Die beharrlichen Schatten der Vergangenheit
Uraufführung: Elisabeth Orth fasziniert in Ewald Palmetshofers „die unverheiratete“ am Wiener Akademietheater.
Von Bernadette Lietzow
Wien –„Mir ist ein bisschen blümerant“, sagt „die Alte“, deren Vergangenheit, die schuldhafte Verstrickung in den NS-Terror, sich wie ein grausiger Comic vor deren trüben Augen und schwindendem Sinn abspult. Elisabeth Orth ist diese „Alte“, und man meint, der Dramatiker Ewald Palmetshofer hätte ihr diese Täterin, deren Vergehen und darauf folgende Strafe in guter NS-Tradition mehr „Stählung“ als Besinnung zur Folge hatte, auf den Leib geschrieben.
Wie Orth mit kleinen Gesten und kraft ihrer beeindruckenden Stimme die Bühne, die Zelle, Pflege- und Eigenheim zugleich ist, mit dem Lebensmüll eines Menschen anfüllt, dessen Tat sich wie ein Parasit in das Leben von Tochter und Enkelin eingenistet hat, macht die am Sonntag im Akademietheater aus der Taufe gehobene Uraufführung von „die unverheiratete“ allemal zum Ereignis. Ihr zur Seite steht die in ihrer kurzen Zeit am Burgtheater zu Recht gefeierte Stefanie Reinsperger in der Rolle der „Jungen“, die sich auf die Spuren der großmütterlichen Denunziation begibt, die zum Tod eines jungen Deserteurs und zur Haftstrafe im Nachkriegsösterreich geführt hatte. Zwischen diesen beiden Frauen steht „die Mittlere“, Mutter und Tochter zugleich, die versucht, ihre Verstörung durch Verleugnung klein zu halten. Christiane von Poelnitz ist diese Schwirrende, die nur einmal, in einer Elektra-Paraphrase, wirklich Person wird.
Ewald Palmetshofer, der derzeit wohl erfolgreichste österreichische Jung-Dramatiker, konstruiert in „die unverheiratete“ ein Gedankengebäude rund um das große Thema von Schuld und Verdrängung, das der österreichischen Gesellschaft bis heute seinen Stempel aufdrückt. Er findet etliche aufregende Sprachbilder, immer wieder konterkariert von scheinbaren Plattitüden, doch bleiben seine Figuren seltsam verhalten, will man ihnen nicht folgen, was die Aufmerksamkeit in den über zwei pausenlosen Stunden mindert. Weitergetrieben wird die Handlung von den „Hundsmäuligen“, vier Schwestern, die einmal als Biedermeier-Püppchen, gestrenge Bürodamen in Bleistiftrock oder als in Musical-üppige Jahrhundertwende-Kostüme (Janina Brinkmann) gehüllte Krankenschwestern das Gerichtsverfahren der „Alten“ vorstellen. Petra Morzé, Sylvie Rohrer, Sabine Haupt und Alexandra Henkel geben diesen bemerkenswerten Chor absonderlicher Rachegöttinnen.

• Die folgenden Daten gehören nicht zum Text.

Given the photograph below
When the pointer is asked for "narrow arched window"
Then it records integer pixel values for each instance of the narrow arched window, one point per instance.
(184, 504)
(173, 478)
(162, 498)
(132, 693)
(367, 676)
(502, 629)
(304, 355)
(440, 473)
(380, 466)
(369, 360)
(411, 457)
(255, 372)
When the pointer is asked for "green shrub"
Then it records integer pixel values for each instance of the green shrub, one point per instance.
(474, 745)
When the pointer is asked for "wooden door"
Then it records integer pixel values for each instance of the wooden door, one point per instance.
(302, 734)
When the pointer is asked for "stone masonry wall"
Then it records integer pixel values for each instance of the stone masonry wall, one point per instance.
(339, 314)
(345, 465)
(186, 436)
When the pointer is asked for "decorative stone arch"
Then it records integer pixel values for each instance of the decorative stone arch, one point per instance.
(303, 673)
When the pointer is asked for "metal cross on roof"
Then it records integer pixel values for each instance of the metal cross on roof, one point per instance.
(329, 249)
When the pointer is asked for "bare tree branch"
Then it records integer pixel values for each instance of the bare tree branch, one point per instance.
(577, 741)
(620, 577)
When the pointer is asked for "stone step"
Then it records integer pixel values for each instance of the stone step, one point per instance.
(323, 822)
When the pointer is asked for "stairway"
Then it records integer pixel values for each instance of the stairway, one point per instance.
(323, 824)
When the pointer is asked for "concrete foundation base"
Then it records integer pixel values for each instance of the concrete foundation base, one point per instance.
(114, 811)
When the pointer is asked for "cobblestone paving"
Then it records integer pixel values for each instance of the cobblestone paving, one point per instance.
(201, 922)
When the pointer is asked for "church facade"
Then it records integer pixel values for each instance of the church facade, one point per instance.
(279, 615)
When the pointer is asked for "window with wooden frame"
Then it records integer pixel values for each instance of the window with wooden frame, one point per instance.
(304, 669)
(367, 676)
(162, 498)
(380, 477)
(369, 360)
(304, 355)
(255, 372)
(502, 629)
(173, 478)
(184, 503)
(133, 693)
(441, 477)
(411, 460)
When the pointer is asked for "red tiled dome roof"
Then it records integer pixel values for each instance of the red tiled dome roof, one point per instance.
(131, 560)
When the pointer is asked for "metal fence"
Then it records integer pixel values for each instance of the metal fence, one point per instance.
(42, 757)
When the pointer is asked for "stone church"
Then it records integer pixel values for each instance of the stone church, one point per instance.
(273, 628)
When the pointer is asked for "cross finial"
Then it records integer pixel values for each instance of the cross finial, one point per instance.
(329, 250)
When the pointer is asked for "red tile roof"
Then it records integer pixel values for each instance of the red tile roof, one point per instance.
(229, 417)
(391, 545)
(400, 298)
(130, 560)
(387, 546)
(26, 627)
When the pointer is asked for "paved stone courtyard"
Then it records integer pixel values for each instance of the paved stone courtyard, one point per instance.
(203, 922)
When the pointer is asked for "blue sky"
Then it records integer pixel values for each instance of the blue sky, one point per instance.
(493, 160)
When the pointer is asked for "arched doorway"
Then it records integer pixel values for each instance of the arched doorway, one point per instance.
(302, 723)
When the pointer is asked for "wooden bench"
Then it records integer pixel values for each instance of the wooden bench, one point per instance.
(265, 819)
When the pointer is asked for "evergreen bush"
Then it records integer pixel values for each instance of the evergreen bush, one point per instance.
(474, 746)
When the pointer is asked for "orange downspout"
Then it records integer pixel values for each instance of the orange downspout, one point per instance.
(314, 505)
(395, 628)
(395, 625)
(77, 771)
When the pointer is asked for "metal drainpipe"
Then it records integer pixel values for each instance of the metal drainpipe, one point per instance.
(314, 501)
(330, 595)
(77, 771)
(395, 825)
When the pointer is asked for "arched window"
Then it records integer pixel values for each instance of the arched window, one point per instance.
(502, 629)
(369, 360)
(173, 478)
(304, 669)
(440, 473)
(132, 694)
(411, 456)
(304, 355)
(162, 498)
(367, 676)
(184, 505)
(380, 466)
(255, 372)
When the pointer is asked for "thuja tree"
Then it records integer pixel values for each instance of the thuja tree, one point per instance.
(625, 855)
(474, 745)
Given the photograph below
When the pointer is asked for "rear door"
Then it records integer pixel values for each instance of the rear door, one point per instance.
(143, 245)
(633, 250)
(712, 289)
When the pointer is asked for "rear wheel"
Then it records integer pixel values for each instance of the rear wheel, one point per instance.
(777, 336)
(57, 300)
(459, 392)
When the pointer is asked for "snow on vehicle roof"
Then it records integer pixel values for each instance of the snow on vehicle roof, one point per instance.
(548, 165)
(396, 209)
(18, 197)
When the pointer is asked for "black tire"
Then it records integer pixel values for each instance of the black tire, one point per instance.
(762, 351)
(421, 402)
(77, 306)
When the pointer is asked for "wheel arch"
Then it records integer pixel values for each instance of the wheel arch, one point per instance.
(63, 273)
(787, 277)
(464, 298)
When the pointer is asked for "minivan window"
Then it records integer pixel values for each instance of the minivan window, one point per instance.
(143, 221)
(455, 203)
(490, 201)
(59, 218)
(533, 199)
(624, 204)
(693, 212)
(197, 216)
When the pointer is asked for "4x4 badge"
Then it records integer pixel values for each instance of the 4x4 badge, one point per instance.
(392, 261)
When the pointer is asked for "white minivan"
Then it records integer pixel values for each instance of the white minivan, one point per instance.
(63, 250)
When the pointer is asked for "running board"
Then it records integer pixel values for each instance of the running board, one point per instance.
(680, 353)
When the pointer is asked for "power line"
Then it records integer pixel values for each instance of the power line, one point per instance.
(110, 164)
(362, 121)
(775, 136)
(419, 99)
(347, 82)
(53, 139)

Der aus Erfurt stammende Robert Borgmann zeichnet neben der Regie auch für die Bühne verantwortlich und setzt dabei auf die doch etwas abgegriffene Symbolik von Erde: In akkuraten Beeten, bereit zum Besäen, ist die Erde zu Beginn angeordnet und wird am Ende des Stückes, wenn die „Alte“ sich am selbst gefertigten Häkelstrick erhängt hat, zum unheiligen Gottesacker mutieren. Grelles, fast schmerzendes Licht, abgelöst von Dunkelheit, das heftige Auf und Ab des Bühnenvorhangs und dunkle Klänge der Soundkünstler Webermichelson sind weitere Gestaltungselemente, die der von Lichtelementen flankierten kargen Bühne Kontur verleihen sollen.
Ganz vermittelt sich jedoch weder Palmetshofers Text noch die Idee des Regisseurs, drei an der Macht der Geschichte zerriebene Frauenleben zu zeigen. Trotzdem Begeisterung beim Premierenpublikum.